On social security, advancing more balanced coverage of social security systems across regions and groups — with a special focus on migrant workers and those in flexible employment — will help reduce precautionary savings, unlock consumption potential, and promote economic structural adjustment. This policy agenda naturally raises a core fiscal issue: how to modernize the fiscal system to better adapt to new spending needs.
When it comes to improving resource allocation efficiency, the top priority is to boost overall productivity and facilitate the smooth flow of capital, land, labor, and other factors toward higher-return sectors.
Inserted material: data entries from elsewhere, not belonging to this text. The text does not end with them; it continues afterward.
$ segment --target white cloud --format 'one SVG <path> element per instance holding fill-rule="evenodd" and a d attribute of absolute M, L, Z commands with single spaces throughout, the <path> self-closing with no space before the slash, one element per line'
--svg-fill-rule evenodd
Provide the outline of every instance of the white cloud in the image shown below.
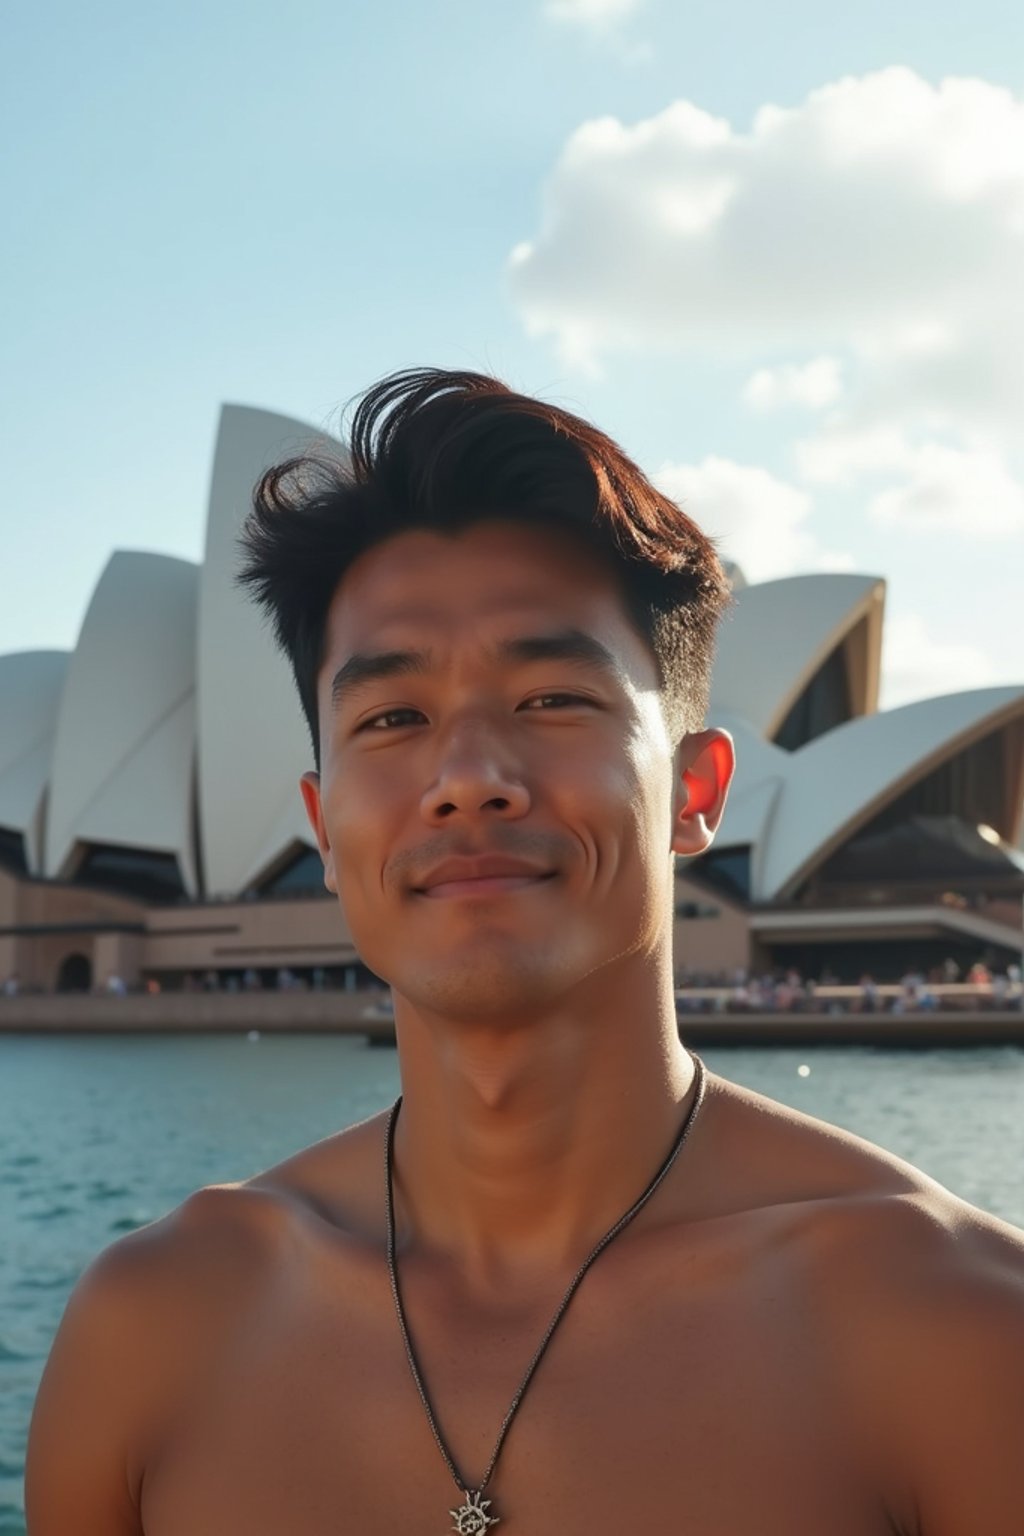
<path fill-rule="evenodd" d="M 640 9 L 643 0 L 545 0 L 544 14 L 592 31 L 605 31 Z"/>
<path fill-rule="evenodd" d="M 995 680 L 991 659 L 978 646 L 934 634 L 917 613 L 886 618 L 880 699 L 883 709 L 937 694 L 983 688 Z"/>
<path fill-rule="evenodd" d="M 914 450 L 901 427 L 850 426 L 833 419 L 794 446 L 797 472 L 816 485 L 852 485 L 865 475 L 909 471 Z"/>
<path fill-rule="evenodd" d="M 757 465 L 708 457 L 700 464 L 663 464 L 653 476 L 682 505 L 748 581 L 796 571 L 849 571 L 852 558 L 823 548 L 807 527 L 811 498 Z"/>
<path fill-rule="evenodd" d="M 582 124 L 509 283 L 576 362 L 783 350 L 793 375 L 754 389 L 774 398 L 825 353 L 873 420 L 912 401 L 937 425 L 1013 431 L 1022 270 L 1024 100 L 891 68 L 764 106 L 748 132 L 689 101 Z"/>
<path fill-rule="evenodd" d="M 833 422 L 797 443 L 795 457 L 801 477 L 819 485 L 896 477 L 867 503 L 868 516 L 882 527 L 982 540 L 1024 532 L 1024 486 L 991 442 L 914 443 L 899 427 L 857 430 Z"/>
<path fill-rule="evenodd" d="M 989 448 L 924 443 L 909 478 L 873 496 L 868 516 L 883 527 L 991 539 L 1024 532 L 1024 486 Z"/>
<path fill-rule="evenodd" d="M 743 399 L 756 411 L 775 411 L 785 405 L 803 405 L 814 410 L 832 405 L 842 392 L 839 359 L 814 357 L 808 363 L 758 368 L 743 386 Z"/>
This relies on building a transparent and predictable regulatory framework and financial sector practices that align risk and return pricing more consistently and efficiently.
Institutional-wise, China’s development is underpinned by solid economic fundamentals, long-term policy vision, effective coordination across levels of government, and a strong ability to turn strategies into action through pilot programs and dynamic adjustments. These institutional strengths have supported China in accomplishing major tasks such as eradicating absolute poverty, and they will remain vital assets for navigating the next stage of development.
Global Times: From an international perspective, what valuable lessons can China’s 15th Five-Year Plan offer other economies, especially in sustainable development, technological innovation, and long-term strategic planning?
Melissa: China is actively sharing its practical development experience with other developing countries. For instance, in December 2024, China and the World Bank Group jointly launched the Global Center for Ecosystems and Transitions. The center aims to bring China’s experience in ecosystem conservation and restoration to a broader international platform, focusing on actionable key questions: which measures work, what they cost, and how to better balance development needs while achieving environmental benefits.
Beyond this center, South-South knowledge exchanges facilitated by the World Bank Group have consistently drawn on China’s reform practices, adapting them to local conditions in other countries. For example, we have organized a series of study visits and exchange programs, inviting officials from other developing countries to rural China to learn firsthand about China’s successful approaches to rural revitalization, water resource management, and poverty reduction.